Monte Carlo (dpa) - Silke Spiegelburg sprang wie von der Tarantel gestochen von der Matte auf, schrie ihre Freude hinaus und wusste gar nicht, wohin mit ihren ganzen Emotionen. Ausgerechnet bei der Olympia-Generalprobe hat die Stabhochspringerin aus Leverkusen einen deutschen Rekord aufgestellt.

„Für mich war es erstmal wichtig, die 4,80 zu springen. Seit drei Jahren habe ich darauf gewartet. Der Rekord war dann das i-Tüpfelchen“, sagte sie nach ihrem 4,82-Meter-Coup in Monaco der Nachrichtenagentur dpa. „Endlich ist der Knoten geplatzt.“

Bei dem letzten Diamond-League-Meeting vor den Sommerspielen stand Spiegelburg mit übersprungenen 4,70 Meter schon als Siegerin fest, als sie im zweiten Anlauf auch die 4,82 nahm. Damit stellte die 26-Jährige nicht nur eine Weltjahresbestleistung auf, sondern düpierte das komplette Klassefeld. So erlitt Jelena Issinbajewa an ihrem langjährigen Wohnort ein Debakel: Die 30 Jahre alte Russin, die in London ihr drittes Olympia-Gold nach 2004 und 2008 anstrebt, scheiterte dreimal an ihrer Anfangshöhe von 4,70.

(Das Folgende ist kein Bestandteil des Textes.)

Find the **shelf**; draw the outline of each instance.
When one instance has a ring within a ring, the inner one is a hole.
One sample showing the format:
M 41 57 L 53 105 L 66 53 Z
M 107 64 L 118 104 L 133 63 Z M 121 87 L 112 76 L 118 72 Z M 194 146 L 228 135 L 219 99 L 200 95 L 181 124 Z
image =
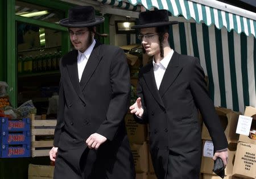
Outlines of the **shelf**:
M 60 75 L 60 73 L 59 70 L 54 70 L 54 71 L 48 71 L 45 72 L 35 72 L 35 73 L 22 73 L 18 74 L 18 78 L 22 77 L 33 77 L 33 76 L 44 76 L 44 75 L 49 75 L 49 74 L 59 74 Z
M 20 51 L 18 51 L 18 53 L 35 51 L 39 51 L 39 50 L 45 50 L 45 49 L 51 49 L 51 48 L 60 48 L 61 47 L 61 46 L 54 46 L 54 47 L 43 47 L 43 48 L 39 48 L 30 49 L 27 49 L 27 50 Z
M 33 103 L 36 102 L 48 102 L 48 98 L 49 97 L 37 97 L 37 98 L 23 98 L 22 100 L 18 101 L 18 102 L 19 103 L 23 103 L 26 101 L 28 101 L 29 100 L 32 100 L 32 102 Z

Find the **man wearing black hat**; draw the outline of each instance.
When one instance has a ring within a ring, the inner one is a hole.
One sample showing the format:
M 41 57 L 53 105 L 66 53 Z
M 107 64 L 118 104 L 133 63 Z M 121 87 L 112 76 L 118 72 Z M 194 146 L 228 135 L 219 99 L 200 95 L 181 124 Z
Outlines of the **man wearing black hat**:
M 130 107 L 135 120 L 148 123 L 150 153 L 158 179 L 199 178 L 201 155 L 198 110 L 212 137 L 213 159 L 228 159 L 228 143 L 204 81 L 198 59 L 178 54 L 168 43 L 165 10 L 139 15 L 139 38 L 152 62 L 139 73 L 138 98 Z
M 60 61 L 54 178 L 135 178 L 123 120 L 130 99 L 130 73 L 123 51 L 94 39 L 104 21 L 92 6 L 69 11 L 60 21 L 75 48 Z

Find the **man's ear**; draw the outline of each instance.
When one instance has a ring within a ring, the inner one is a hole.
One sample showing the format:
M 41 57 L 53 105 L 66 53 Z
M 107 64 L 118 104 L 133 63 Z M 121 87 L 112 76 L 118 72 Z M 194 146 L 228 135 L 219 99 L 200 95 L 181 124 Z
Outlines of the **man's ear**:
M 96 27 L 93 27 L 93 32 L 94 33 L 94 34 L 96 34 Z
M 169 34 L 167 32 L 164 33 L 164 41 L 168 41 L 169 39 Z

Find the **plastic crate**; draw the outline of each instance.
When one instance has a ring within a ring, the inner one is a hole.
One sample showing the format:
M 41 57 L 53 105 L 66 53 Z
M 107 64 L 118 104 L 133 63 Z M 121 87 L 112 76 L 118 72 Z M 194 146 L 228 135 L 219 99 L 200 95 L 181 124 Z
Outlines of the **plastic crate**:
M 30 130 L 30 118 L 9 120 L 7 118 L 1 118 L 1 131 L 27 131 Z
M 2 131 L 2 144 L 30 145 L 30 131 L 21 132 Z
M 1 158 L 18 158 L 30 157 L 30 145 L 22 144 L 18 146 L 2 144 Z

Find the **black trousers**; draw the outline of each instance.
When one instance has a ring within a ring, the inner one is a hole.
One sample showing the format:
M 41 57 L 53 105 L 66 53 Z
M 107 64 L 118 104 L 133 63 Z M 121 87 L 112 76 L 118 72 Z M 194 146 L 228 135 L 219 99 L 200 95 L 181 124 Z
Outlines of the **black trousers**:
M 192 166 L 188 164 L 191 162 L 170 150 L 166 179 L 199 179 L 200 163 L 198 164 L 197 161 L 195 164 L 197 164 Z

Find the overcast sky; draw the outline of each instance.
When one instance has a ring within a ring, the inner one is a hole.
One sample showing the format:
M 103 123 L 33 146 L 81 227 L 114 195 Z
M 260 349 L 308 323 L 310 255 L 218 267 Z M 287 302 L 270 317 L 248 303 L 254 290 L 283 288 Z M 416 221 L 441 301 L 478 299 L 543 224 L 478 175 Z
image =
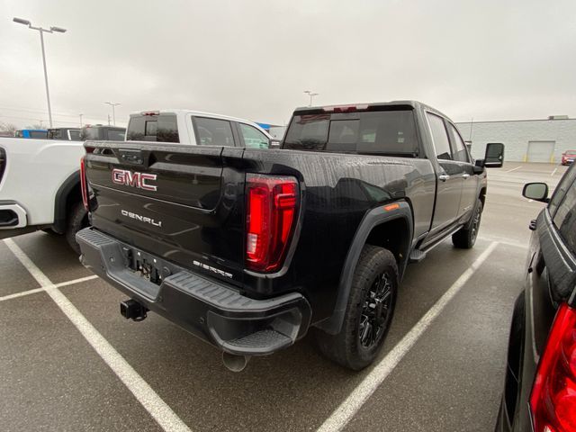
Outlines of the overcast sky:
M 455 122 L 576 117 L 576 1 L 0 0 L 0 122 L 190 108 L 284 124 L 315 104 L 417 99 Z M 44 122 L 44 124 L 47 124 Z

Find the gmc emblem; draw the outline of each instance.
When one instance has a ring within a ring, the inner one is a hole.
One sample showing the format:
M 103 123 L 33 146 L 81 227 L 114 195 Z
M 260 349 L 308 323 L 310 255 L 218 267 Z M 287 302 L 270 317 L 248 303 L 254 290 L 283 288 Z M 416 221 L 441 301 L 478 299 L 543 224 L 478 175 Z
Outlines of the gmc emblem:
M 112 170 L 112 181 L 116 184 L 132 186 L 145 191 L 156 192 L 156 184 L 148 184 L 147 182 L 156 180 L 156 174 L 132 173 L 127 169 L 114 168 Z

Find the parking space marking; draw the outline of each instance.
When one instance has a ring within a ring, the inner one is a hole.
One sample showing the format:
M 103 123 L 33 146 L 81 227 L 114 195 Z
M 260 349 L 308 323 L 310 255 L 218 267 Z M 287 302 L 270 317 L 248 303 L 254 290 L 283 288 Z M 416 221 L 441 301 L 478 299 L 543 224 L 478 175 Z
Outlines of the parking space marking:
M 330 414 L 317 432 L 339 431 L 358 412 L 364 402 L 372 396 L 376 389 L 383 382 L 388 375 L 400 364 L 404 356 L 414 346 L 416 342 L 432 324 L 434 320 L 442 312 L 444 308 L 464 286 L 468 280 L 480 268 L 482 263 L 494 251 L 499 242 L 494 241 L 482 252 L 478 258 L 463 273 L 448 291 L 432 306 L 419 321 L 402 338 L 402 339 L 382 358 L 374 369 L 364 376 L 364 380 L 346 398 L 342 403 Z
M 134 370 L 114 347 L 90 324 L 72 302 L 36 266 L 28 256 L 12 239 L 4 240 L 12 253 L 36 279 L 62 312 L 84 336 L 100 357 L 131 392 L 138 401 L 166 432 L 191 432 L 190 428 L 172 409 L 154 392 L 152 387 Z
M 18 297 L 24 297 L 25 295 L 35 294 L 36 292 L 42 292 L 46 291 L 46 288 L 50 288 L 51 286 L 55 286 L 57 288 L 60 288 L 62 286 L 73 285 L 75 284 L 81 284 L 83 282 L 91 281 L 92 279 L 96 279 L 98 276 L 95 274 L 92 276 L 80 277 L 78 279 L 73 279 L 72 281 L 60 282 L 59 284 L 56 284 L 55 285 L 49 285 L 48 287 L 42 286 L 40 288 L 34 288 L 33 290 L 22 291 L 22 292 L 15 292 L 10 295 L 4 295 L 4 297 L 0 297 L 0 302 L 4 302 L 6 300 L 17 299 Z

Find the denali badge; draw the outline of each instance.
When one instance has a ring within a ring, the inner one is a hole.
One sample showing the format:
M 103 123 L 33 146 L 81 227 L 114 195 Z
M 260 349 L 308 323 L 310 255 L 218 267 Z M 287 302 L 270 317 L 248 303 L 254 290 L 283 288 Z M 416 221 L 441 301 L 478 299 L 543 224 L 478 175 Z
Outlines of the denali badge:
M 137 187 L 145 191 L 156 192 L 156 184 L 148 184 L 148 180 L 156 180 L 156 174 L 132 173 L 127 169 L 114 168 L 112 170 L 112 181 L 116 184 Z
M 140 220 L 140 222 L 149 223 L 150 225 L 154 225 L 155 227 L 162 228 L 162 220 L 157 221 L 147 216 L 140 216 L 140 214 L 132 213 L 131 212 L 127 212 L 125 210 L 121 210 L 120 212 L 122 213 L 122 216 L 135 219 L 136 220 Z
M 224 270 L 220 270 L 220 268 L 211 267 L 210 266 L 207 266 L 205 264 L 200 263 L 200 262 L 198 262 L 196 260 L 193 261 L 192 264 L 194 264 L 197 267 L 203 268 L 204 270 L 208 270 L 209 272 L 215 273 L 216 274 L 220 274 L 220 275 L 225 276 L 225 277 L 232 277 L 232 274 L 231 273 L 225 272 Z

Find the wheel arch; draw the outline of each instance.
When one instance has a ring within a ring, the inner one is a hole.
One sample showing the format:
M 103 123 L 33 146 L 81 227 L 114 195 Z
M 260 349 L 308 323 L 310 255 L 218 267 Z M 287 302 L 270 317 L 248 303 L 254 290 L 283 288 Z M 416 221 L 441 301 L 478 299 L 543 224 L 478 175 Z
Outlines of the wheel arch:
M 66 232 L 70 208 L 81 200 L 80 171 L 78 170 L 68 176 L 56 193 L 52 230 L 58 234 Z
M 364 216 L 348 249 L 332 315 L 316 327 L 335 335 L 340 331 L 346 314 L 354 269 L 364 245 L 370 244 L 389 249 L 396 257 L 399 277 L 408 264 L 413 237 L 412 210 L 406 201 L 392 202 L 372 209 Z M 403 229 L 403 230 L 402 230 Z

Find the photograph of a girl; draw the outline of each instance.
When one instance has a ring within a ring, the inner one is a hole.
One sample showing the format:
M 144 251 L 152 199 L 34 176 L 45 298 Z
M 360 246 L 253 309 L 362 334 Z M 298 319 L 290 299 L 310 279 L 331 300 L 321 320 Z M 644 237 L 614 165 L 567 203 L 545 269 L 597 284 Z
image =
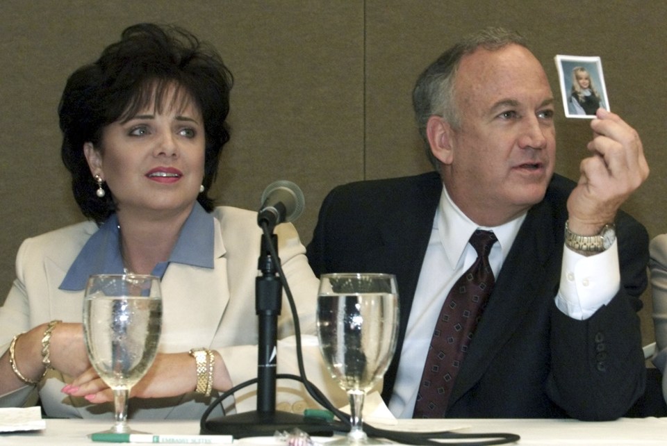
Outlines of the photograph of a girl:
M 567 117 L 595 117 L 600 107 L 609 110 L 599 57 L 559 55 L 556 66 Z

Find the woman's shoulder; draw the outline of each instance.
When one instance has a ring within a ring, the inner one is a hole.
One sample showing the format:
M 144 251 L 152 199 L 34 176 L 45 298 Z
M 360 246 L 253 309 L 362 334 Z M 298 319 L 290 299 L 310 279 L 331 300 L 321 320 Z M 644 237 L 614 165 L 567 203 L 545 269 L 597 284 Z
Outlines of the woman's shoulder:
M 220 224 L 223 233 L 236 235 L 247 234 L 255 236 L 261 235 L 262 231 L 257 223 L 257 211 L 221 206 L 213 209 L 212 213 Z M 282 237 L 298 237 L 296 229 L 291 223 L 283 223 L 275 227 L 276 233 Z
M 66 255 L 70 250 L 79 252 L 86 240 L 97 231 L 97 225 L 90 221 L 81 222 L 54 229 L 23 241 L 19 251 L 28 251 L 43 256 L 49 253 Z

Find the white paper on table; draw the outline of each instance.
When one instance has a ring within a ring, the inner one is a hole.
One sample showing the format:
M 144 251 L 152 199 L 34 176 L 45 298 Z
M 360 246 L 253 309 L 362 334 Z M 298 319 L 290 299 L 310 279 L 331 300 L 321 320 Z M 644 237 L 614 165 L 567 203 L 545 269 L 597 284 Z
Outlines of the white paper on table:
M 39 431 L 46 427 L 42 408 L 38 406 L 0 408 L 0 432 Z

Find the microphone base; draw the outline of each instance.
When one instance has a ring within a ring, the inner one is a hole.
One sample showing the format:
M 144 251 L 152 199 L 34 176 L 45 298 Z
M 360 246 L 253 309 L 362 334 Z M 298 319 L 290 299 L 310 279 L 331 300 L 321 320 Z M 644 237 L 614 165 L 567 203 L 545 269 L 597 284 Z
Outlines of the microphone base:
M 311 436 L 329 437 L 334 435 L 336 430 L 331 423 L 326 420 L 306 418 L 304 415 L 296 413 L 252 411 L 209 420 L 201 426 L 199 433 L 231 435 L 234 438 L 272 437 L 277 431 L 290 431 L 295 428 Z

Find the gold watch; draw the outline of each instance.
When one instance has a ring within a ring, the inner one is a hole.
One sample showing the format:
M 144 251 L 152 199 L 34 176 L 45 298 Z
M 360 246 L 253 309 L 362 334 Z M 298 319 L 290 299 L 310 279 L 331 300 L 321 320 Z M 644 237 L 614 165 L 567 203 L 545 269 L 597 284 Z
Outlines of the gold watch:
M 613 223 L 605 224 L 595 236 L 579 236 L 570 231 L 565 222 L 565 245 L 577 252 L 590 256 L 609 249 L 616 240 L 616 229 Z
M 199 348 L 192 349 L 188 353 L 195 358 L 195 363 L 197 365 L 197 387 L 195 388 L 195 391 L 206 395 L 209 381 L 208 352 L 206 349 Z M 210 390 L 208 393 L 210 395 Z

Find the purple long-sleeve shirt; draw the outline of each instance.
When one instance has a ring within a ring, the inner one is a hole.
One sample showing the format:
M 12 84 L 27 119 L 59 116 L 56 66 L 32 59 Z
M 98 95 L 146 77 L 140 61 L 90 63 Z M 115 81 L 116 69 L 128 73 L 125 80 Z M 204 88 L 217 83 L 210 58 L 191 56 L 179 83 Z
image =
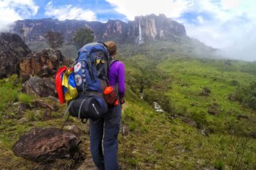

Spiegelburg besiegte unter anderen auch Weltmeisterin Fabiana Murer aus Brasilien - und Martina Strutz. Die Neubrandenburgerin hatte bei ihrem Silbermedaillengewinn bei der WM 2011 in Daegu/Südkorea mit 4,80 Metern den bis Freitag geltenden deutschen Rekord aufgestellt. Im Fürstentum musste sie nicht nur zuschauen, wie ihr Spiegelburg die Bestmarke entriss, sondern enttäuschte selbst als Siebte mit 4,54.

Vor drei Wochen kauerte Spiegelburg noch enttäuscht auf der Matte: Nur Vierte war sie bei der EM in Helsinki geworden - wieder einmal. Bei der Heim-WM 2009 in Berlin vergoss sie sogar Tränen: Mit 4,65 Meter überwand sie damals die gleiche Höhe wie die beiden Zweitplatzierten Monika Pyrek (Polen) und Chelsea Johnson (USA), brauchte aber einen Versuch mehr und verpasste so eine Medaille.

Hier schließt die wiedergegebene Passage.